La 3ème édition du Campus des droits de l’Homme se tient au Centre Catholique monseigneur Chappoulie de Yopougon. Cet évènement organisé chaque année par l’OIDH est devenu un rendez-vous incontournable pour les acteurs des droits de l’homme notamment les jeunes.

« Nous connaissons tous l’actualité politique en Côte d’Ivoire et pour nous  une jeunesse bien former c’est la garantie d’un lendemain meilleure dans le champ politique » a déclaré Éric Semien président de l’OIDH lors de la cérémonie d’ouverture du Campus des droits de l’homme et de préciser qu’ainsi « ses jeunes qui aspirent à être des leaders demain  doivent être formé aux rudiments des droits de l’homme et surtout comment ils peuvent mettre en application les principes fondamentaux  dans leur travail respectifs ».

La jeunesse ivoirienne a eu une mauvaise presse durant les différentes crises qu’a connu le pays. Cette réputation est notamment liée aux actes de violence et aux exactions commis par une jeunesse aux ordres des partis politiques ou des leaders de groupes incontrôlés. La paix et le processus de réconciliation étant fragile en Côte d’Ivoire, il est important d’œuvrer pour un changement afin que le pays ne puisse plus revivre les mêmes violences en périodes électorales surtout que 2020 approchent à grands pas et que le climat politique actuel est déjà tendu !
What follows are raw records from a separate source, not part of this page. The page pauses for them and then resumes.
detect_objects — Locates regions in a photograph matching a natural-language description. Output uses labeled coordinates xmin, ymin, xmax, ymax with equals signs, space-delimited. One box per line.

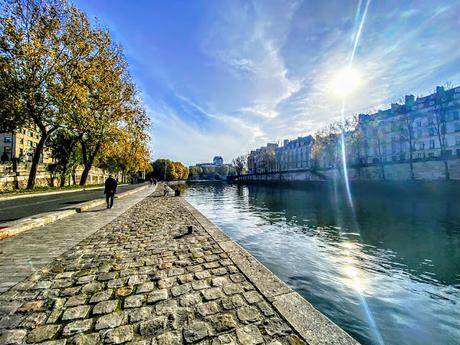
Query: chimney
xmin=404 ymin=95 xmax=415 ymax=107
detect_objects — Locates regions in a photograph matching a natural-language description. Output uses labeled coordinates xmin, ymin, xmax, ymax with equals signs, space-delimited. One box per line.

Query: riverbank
xmin=0 ymin=184 xmax=356 ymax=344
xmin=183 ymin=182 xmax=460 ymax=345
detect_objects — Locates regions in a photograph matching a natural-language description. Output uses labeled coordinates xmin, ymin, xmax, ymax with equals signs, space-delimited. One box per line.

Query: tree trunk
xmin=80 ymin=143 xmax=100 ymax=186
xmin=80 ymin=164 xmax=91 ymax=186
xmin=409 ymin=154 xmax=415 ymax=180
xmin=443 ymin=153 xmax=450 ymax=180
xmin=27 ymin=131 xmax=49 ymax=189
xmin=380 ymin=159 xmax=386 ymax=181
xmin=59 ymin=173 xmax=66 ymax=187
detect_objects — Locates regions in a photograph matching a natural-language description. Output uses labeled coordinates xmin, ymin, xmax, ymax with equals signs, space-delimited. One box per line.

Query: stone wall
xmin=239 ymin=159 xmax=460 ymax=181
xmin=0 ymin=164 xmax=108 ymax=192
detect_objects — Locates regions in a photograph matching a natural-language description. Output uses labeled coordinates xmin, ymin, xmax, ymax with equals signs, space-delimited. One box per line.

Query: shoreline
xmin=0 ymin=188 xmax=358 ymax=345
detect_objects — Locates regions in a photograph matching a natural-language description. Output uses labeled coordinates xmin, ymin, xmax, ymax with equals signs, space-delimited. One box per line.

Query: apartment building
xmin=0 ymin=128 xmax=52 ymax=163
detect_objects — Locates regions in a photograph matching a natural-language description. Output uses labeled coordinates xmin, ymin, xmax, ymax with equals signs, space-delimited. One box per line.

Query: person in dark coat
xmin=104 ymin=175 xmax=117 ymax=208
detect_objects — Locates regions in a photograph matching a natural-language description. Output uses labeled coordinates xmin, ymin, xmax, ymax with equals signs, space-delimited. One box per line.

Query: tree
xmin=216 ymin=165 xmax=230 ymax=176
xmin=433 ymin=87 xmax=450 ymax=180
xmin=343 ymin=115 xmax=368 ymax=179
xmin=48 ymin=128 xmax=81 ymax=187
xmin=152 ymin=159 xmax=189 ymax=181
xmin=368 ymin=115 xmax=386 ymax=180
xmin=232 ymin=155 xmax=248 ymax=175
xmin=0 ymin=0 xmax=99 ymax=188
xmin=96 ymin=110 xmax=151 ymax=183
xmin=190 ymin=165 xmax=203 ymax=176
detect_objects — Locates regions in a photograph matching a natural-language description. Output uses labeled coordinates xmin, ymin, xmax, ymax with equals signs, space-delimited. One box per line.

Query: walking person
xmin=104 ymin=175 xmax=117 ymax=208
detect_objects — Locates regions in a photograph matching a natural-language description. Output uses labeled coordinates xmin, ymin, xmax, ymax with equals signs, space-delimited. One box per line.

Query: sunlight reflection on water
xmin=185 ymin=184 xmax=460 ymax=344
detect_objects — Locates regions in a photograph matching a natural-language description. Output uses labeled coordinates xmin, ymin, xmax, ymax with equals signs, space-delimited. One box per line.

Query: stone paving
xmin=0 ymin=185 xmax=353 ymax=345
xmin=0 ymin=188 xmax=153 ymax=293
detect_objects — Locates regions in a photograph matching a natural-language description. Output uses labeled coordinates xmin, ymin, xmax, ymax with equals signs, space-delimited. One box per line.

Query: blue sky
xmin=75 ymin=0 xmax=460 ymax=164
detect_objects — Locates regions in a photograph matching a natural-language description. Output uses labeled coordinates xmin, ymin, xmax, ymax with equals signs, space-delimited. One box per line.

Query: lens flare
xmin=330 ymin=67 xmax=362 ymax=98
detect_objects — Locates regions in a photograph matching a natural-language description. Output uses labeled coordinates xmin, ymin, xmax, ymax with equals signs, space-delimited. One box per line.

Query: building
xmin=248 ymin=143 xmax=278 ymax=174
xmin=0 ymin=128 xmax=52 ymax=163
xmin=244 ymin=83 xmax=460 ymax=174
xmin=212 ymin=156 xmax=224 ymax=166
xmin=349 ymin=87 xmax=460 ymax=164
xmin=276 ymin=135 xmax=313 ymax=171
xmin=196 ymin=156 xmax=230 ymax=168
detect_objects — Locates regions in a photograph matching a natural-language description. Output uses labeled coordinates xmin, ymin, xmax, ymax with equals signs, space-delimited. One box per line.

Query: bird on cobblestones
xmin=173 ymin=225 xmax=193 ymax=240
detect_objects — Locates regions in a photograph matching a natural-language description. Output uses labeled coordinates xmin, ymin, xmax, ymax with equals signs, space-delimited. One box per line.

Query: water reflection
xmin=186 ymin=183 xmax=460 ymax=344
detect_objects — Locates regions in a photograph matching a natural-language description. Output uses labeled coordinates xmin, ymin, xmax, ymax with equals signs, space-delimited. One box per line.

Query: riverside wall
xmin=0 ymin=163 xmax=108 ymax=192
xmin=0 ymin=185 xmax=358 ymax=345
xmin=238 ymin=159 xmax=460 ymax=181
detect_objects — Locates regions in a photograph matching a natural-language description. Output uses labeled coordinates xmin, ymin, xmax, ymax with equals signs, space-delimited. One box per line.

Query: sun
xmin=330 ymin=67 xmax=362 ymax=98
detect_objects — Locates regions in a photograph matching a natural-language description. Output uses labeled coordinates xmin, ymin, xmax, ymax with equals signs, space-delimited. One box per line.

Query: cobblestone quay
xmin=0 ymin=188 xmax=356 ymax=345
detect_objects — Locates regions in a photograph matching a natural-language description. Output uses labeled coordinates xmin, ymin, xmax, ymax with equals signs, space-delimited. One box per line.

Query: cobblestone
xmin=0 ymin=192 xmax=320 ymax=345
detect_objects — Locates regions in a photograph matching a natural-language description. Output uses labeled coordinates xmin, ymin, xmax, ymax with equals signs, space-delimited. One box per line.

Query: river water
xmin=185 ymin=183 xmax=460 ymax=345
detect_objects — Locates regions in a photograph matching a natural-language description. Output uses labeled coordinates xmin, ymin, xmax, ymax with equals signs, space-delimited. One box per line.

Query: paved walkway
xmin=0 ymin=187 xmax=355 ymax=345
xmin=0 ymin=188 xmax=153 ymax=293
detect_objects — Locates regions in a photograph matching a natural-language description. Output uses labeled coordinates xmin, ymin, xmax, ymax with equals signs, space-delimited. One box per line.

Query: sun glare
xmin=330 ymin=67 xmax=361 ymax=98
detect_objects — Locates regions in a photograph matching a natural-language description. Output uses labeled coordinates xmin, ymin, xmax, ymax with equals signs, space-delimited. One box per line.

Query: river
xmin=185 ymin=182 xmax=460 ymax=345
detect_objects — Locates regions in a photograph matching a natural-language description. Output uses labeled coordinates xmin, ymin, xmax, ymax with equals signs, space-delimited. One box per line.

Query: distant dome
xmin=212 ymin=156 xmax=224 ymax=165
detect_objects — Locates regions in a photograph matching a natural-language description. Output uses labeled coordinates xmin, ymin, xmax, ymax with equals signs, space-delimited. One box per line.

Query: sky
xmin=74 ymin=0 xmax=460 ymax=164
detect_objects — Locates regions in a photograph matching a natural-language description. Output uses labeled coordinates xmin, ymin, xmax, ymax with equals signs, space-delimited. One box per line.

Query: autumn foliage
xmin=0 ymin=0 xmax=150 ymax=188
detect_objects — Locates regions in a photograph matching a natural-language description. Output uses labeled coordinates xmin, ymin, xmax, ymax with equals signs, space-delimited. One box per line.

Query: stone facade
xmin=0 ymin=188 xmax=357 ymax=345
xmin=0 ymin=163 xmax=109 ymax=192
xmin=0 ymin=128 xmax=52 ymax=163
xmin=244 ymin=87 xmax=460 ymax=179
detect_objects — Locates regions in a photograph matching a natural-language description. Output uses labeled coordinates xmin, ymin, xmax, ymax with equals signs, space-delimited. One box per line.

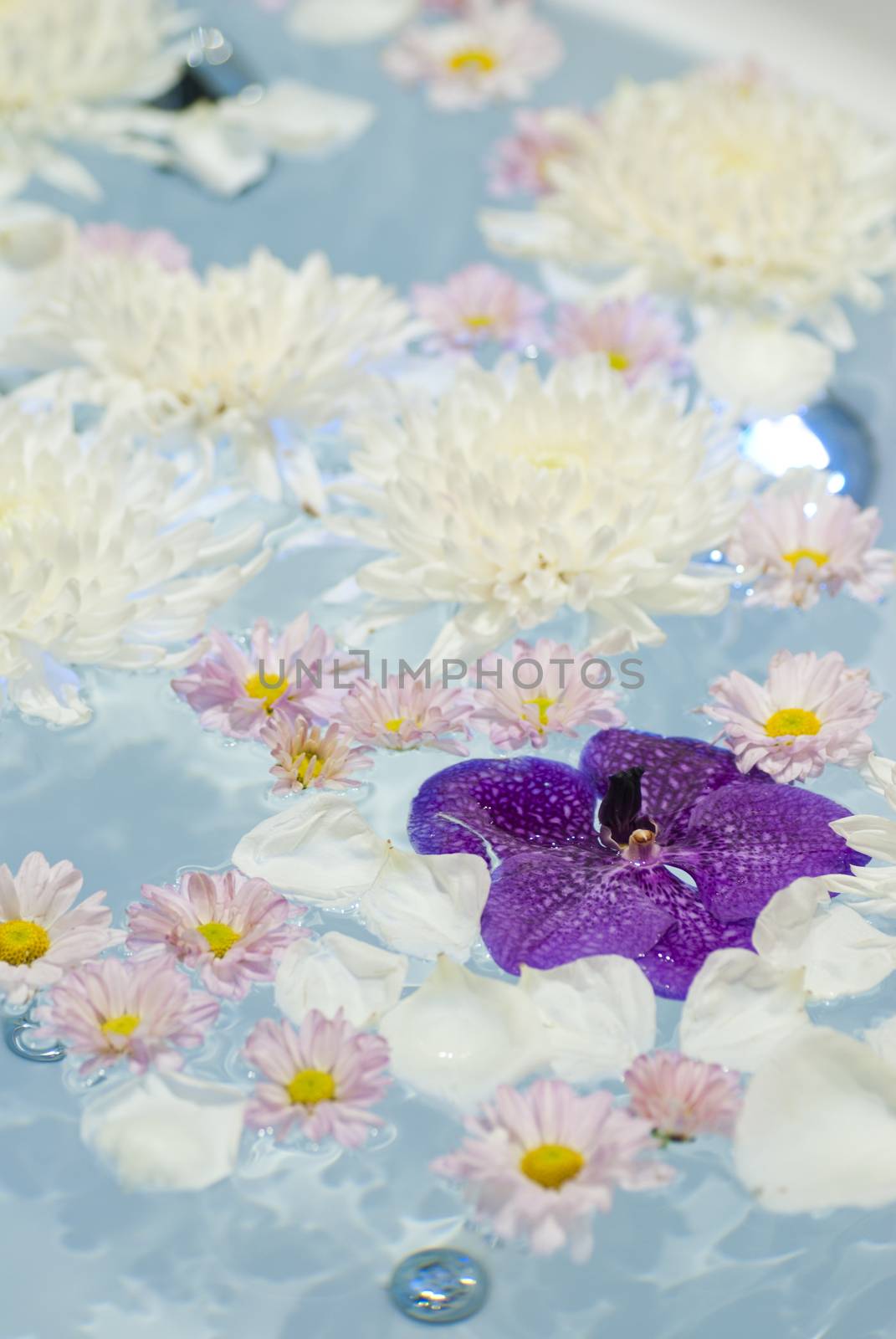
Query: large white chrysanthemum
xmin=0 ymin=404 xmax=267 ymax=726
xmin=335 ymin=357 xmax=743 ymax=656
xmin=484 ymin=72 xmax=896 ymax=344
xmin=7 ymin=248 xmax=411 ymax=509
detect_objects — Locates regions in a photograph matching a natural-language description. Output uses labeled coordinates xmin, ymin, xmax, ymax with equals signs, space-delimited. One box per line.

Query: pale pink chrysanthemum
xmin=431 ymin=1080 xmax=673 ymax=1261
xmin=698 ymin=651 xmax=884 ymax=782
xmin=127 ymin=869 xmax=310 ymax=1000
xmin=0 ymin=850 xmax=125 ymax=1006
xmin=383 ymin=0 xmax=562 ymax=111
xmin=727 ymin=470 xmax=896 ymax=609
xmin=80 ymin=223 xmax=192 ymax=270
xmin=172 ymin=613 xmax=344 ymax=739
xmin=624 ymin=1051 xmax=742 ymax=1147
xmin=36 ymin=957 xmax=218 ymax=1074
xmin=488 ymin=109 xmax=572 ymax=199
xmin=411 ymin=265 xmax=548 ymax=352
xmin=243 ymin=1009 xmax=390 ymax=1147
xmin=261 ymin=715 xmax=371 ymax=795
xmin=473 ymin=638 xmax=626 ymax=748
xmin=553 ymin=296 xmax=687 ymax=386
xmin=336 ymin=675 xmax=473 ymax=757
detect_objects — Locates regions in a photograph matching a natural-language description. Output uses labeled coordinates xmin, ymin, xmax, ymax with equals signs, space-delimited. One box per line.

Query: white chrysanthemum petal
xmin=734 ymin=1027 xmax=896 ymax=1213
xmin=80 ymin=1073 xmax=245 ymax=1190
xmin=379 ymin=957 xmax=545 ymax=1107
xmin=361 ymin=846 xmax=490 ymax=962
xmin=232 ymin=794 xmax=390 ymax=906
xmin=274 ymin=931 xmax=407 ymax=1027
xmin=679 ymin=948 xmax=812 ymax=1070
xmin=521 ymin=953 xmax=656 ymax=1083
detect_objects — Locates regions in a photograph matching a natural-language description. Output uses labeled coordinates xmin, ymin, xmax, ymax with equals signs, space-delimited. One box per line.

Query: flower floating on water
xmin=127 ymin=869 xmax=310 ymax=999
xmin=699 ymin=651 xmax=884 ymax=782
xmin=383 ymin=0 xmax=562 ymax=111
xmin=473 ymin=638 xmax=626 ymax=748
xmin=553 ymin=297 xmax=687 ymax=384
xmin=172 ymin=613 xmax=340 ymax=739
xmin=336 ymin=675 xmax=473 ymax=755
xmin=0 ymin=850 xmax=125 ymax=1004
xmin=408 ymin=730 xmax=860 ymax=999
xmin=243 ymin=1009 xmax=390 ymax=1147
xmin=411 ymin=265 xmax=548 ymax=351
xmin=341 ymin=357 xmax=743 ymax=658
xmin=433 ymin=1080 xmax=673 ymax=1261
xmin=260 ymin=714 xmax=372 ymax=795
xmin=626 ymin=1051 xmax=740 ymax=1147
xmin=726 ymin=470 xmax=896 ymax=609
xmin=36 ymin=957 xmax=218 ymax=1074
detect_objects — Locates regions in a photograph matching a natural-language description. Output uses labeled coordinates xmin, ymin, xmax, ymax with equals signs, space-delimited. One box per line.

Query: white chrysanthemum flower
xmin=8 ymin=249 xmax=412 ymax=509
xmin=340 ymin=357 xmax=743 ymax=656
xmin=484 ymin=72 xmax=896 ymax=344
xmin=0 ymin=404 xmax=267 ymax=726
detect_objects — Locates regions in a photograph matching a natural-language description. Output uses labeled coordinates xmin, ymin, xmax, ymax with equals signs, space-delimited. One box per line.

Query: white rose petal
xmin=274 ymin=931 xmax=407 ymax=1027
xmin=521 ymin=953 xmax=656 ymax=1083
xmin=80 ymin=1073 xmax=245 ymax=1190
xmin=381 ymin=957 xmax=546 ymax=1107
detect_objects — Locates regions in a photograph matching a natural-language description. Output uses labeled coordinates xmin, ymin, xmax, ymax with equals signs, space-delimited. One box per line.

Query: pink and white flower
xmin=243 ymin=1009 xmax=390 ymax=1147
xmin=127 ymin=869 xmax=310 ymax=1000
xmin=698 ymin=651 xmax=884 ymax=782
xmin=553 ymin=296 xmax=687 ymax=386
xmin=80 ymin=223 xmax=192 ymax=270
xmin=35 ymin=957 xmax=218 ymax=1074
xmin=411 ymin=265 xmax=548 ymax=352
xmin=431 ymin=1080 xmax=673 ymax=1261
xmin=0 ymin=850 xmax=125 ymax=1006
xmin=336 ymin=675 xmax=473 ymax=757
xmin=383 ymin=0 xmax=562 ymax=111
xmin=172 ymin=613 xmax=339 ymax=739
xmin=624 ymin=1051 xmax=742 ymax=1147
xmin=473 ymin=638 xmax=626 ymax=748
xmin=261 ymin=714 xmax=372 ymax=795
xmin=727 ymin=470 xmax=896 ymax=609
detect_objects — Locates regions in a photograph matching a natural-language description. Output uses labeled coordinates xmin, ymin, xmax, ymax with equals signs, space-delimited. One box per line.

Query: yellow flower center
xmin=448 ymin=47 xmax=499 ymax=75
xmin=781 ymin=549 xmax=831 ymax=567
xmin=196 ymin=921 xmax=243 ymax=957
xmin=765 ymin=707 xmax=821 ymax=739
xmin=287 ymin=1070 xmax=336 ymax=1106
xmin=100 ymin=1013 xmax=141 ymax=1036
xmin=243 ymin=674 xmax=289 ymax=715
xmin=520 ymin=1143 xmax=586 ymax=1190
xmin=0 ymin=920 xmax=49 ymax=967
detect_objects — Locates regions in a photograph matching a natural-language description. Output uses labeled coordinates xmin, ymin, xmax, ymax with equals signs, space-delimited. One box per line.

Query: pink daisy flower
xmin=261 ymin=714 xmax=371 ymax=795
xmin=0 ymin=850 xmax=125 ymax=1006
xmin=727 ymin=470 xmax=896 ymax=609
xmin=80 ymin=223 xmax=192 ymax=270
xmin=553 ymin=297 xmax=687 ymax=386
xmin=431 ymin=1080 xmax=673 ymax=1261
xmin=127 ymin=869 xmax=310 ymax=1000
xmin=411 ymin=265 xmax=548 ymax=352
xmin=473 ymin=638 xmax=626 ymax=748
xmin=383 ymin=0 xmax=562 ymax=111
xmin=336 ymin=675 xmax=473 ymax=757
xmin=624 ymin=1051 xmax=742 ymax=1147
xmin=698 ymin=651 xmax=884 ymax=782
xmin=35 ymin=957 xmax=218 ymax=1074
xmin=243 ymin=1009 xmax=390 ymax=1147
xmin=488 ymin=109 xmax=572 ymax=199
xmin=172 ymin=613 xmax=339 ymax=739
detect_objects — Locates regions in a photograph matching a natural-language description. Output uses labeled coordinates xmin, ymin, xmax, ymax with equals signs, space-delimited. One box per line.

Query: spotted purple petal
xmin=664 ymin=781 xmax=871 ymax=921
xmin=407 ymin=757 xmax=599 ymax=859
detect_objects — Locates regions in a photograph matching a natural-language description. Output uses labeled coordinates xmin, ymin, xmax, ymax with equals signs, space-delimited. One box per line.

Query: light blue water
xmin=0 ymin=0 xmax=896 ymax=1339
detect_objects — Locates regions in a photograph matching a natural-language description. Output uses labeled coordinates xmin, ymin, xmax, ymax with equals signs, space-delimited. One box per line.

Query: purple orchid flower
xmin=408 ymin=730 xmax=868 ymax=999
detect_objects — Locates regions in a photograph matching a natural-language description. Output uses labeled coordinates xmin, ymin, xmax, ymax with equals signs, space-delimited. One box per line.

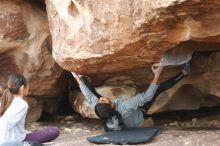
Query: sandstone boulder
xmin=0 ymin=0 xmax=65 ymax=98
xmin=46 ymin=0 xmax=220 ymax=75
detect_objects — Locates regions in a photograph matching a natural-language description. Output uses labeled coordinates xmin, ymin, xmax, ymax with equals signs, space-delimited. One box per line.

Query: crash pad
xmin=87 ymin=127 xmax=159 ymax=145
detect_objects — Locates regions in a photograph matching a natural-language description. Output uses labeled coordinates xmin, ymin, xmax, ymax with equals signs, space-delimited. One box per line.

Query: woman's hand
xmin=151 ymin=63 xmax=163 ymax=77
xmin=151 ymin=63 xmax=163 ymax=84
xmin=71 ymin=72 xmax=80 ymax=83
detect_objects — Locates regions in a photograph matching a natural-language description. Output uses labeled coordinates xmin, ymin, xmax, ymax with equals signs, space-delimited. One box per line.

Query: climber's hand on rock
xmin=151 ymin=63 xmax=163 ymax=77
xmin=71 ymin=72 xmax=80 ymax=83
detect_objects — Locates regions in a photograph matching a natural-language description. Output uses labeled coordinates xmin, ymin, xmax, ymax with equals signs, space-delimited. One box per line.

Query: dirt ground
xmin=27 ymin=110 xmax=220 ymax=146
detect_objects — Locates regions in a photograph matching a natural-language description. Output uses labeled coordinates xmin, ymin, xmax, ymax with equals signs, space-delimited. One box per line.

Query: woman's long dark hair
xmin=0 ymin=74 xmax=27 ymax=117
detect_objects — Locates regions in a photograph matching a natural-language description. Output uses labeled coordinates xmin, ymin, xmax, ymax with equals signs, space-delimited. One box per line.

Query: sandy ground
xmin=27 ymin=115 xmax=220 ymax=146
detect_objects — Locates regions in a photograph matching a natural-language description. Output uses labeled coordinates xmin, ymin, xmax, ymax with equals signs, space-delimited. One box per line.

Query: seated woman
xmin=0 ymin=74 xmax=59 ymax=144
xmin=72 ymin=63 xmax=189 ymax=131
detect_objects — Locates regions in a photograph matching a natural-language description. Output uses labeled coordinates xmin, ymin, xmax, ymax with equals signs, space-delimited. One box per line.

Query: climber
xmin=72 ymin=63 xmax=189 ymax=131
xmin=0 ymin=74 xmax=59 ymax=145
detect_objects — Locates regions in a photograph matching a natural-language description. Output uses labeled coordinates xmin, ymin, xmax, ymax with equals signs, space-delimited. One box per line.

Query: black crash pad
xmin=0 ymin=142 xmax=46 ymax=146
xmin=87 ymin=127 xmax=160 ymax=145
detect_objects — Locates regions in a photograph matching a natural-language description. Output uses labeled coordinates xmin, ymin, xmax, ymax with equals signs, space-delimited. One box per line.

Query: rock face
xmin=46 ymin=0 xmax=220 ymax=117
xmin=46 ymin=0 xmax=220 ymax=75
xmin=0 ymin=0 xmax=63 ymax=97
xmin=0 ymin=0 xmax=65 ymax=121
xmin=70 ymin=52 xmax=220 ymax=118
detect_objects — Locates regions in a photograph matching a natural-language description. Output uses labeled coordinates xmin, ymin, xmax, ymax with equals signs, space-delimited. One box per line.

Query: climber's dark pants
xmin=80 ymin=72 xmax=184 ymax=114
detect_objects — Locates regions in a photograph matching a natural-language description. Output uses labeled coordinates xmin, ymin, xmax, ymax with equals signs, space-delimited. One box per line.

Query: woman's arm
xmin=2 ymin=101 xmax=28 ymax=130
xmin=72 ymin=72 xmax=98 ymax=108
xmin=119 ymin=64 xmax=163 ymax=110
Hormis les discours, les droits de l’homme c’est avant tout une culture, c’est un comportement, c’est un mode de vie. Ils se traduisent entre autres par la liberté d’expression la liberté de culte, le droit à la contradiction, le droit de participer à la gestion des affaires publiques de son pays. Il est donc important d’inculquer ces notions aux jeunes ivoirines pour éviter les désagréments passés.

Pour L’honorable Malick Diabaté de Cocody suppléant de Yasmina Ouegnin, député de la commune de Cocody, « on peut ne pas être d’accord sur la politique, on peut ne pas être d’accord sur beaucoup d’autre chose mais acceptons ne de pas être d’accord sur cela justement ». Pour lui les dés sont déjà jetés, l’on doit s’accepter car « nous jeune de Côte d’ivoire n’avons pas le choix que de vivre ensemble et de ne pas être d’accord ».

Pour Mauriac Gnoka, coordonnateur de campus des droits de l’homme précis que la « mise en œuvre d’initiative individuelles et collectives visant à promouvoir les valeurs portes par les droits de l’homme, la culture démocratique, cette formation contribuera à l’enracinement de la culture démocratique et à la prévention de la violence ».

Quant au vice-président Traore Fini de la commission nationale des droits de l’homme ‘CNDH il soutient le fait que « La démocratie ce n’est pas la violence, la démocratie c’est un débat contradictoire, c’est un programme contre un programme, la démocratie c’est le respect des droits de l’homme ». Notons que 20 jeunes issues des organisations ivoiriennes les plus dynamiques et de la sous-région ouest africaine qui bénéficieront de cette formation sur la démocratie à travers le campus des droits de l’homme qui est à sa 3ème édition.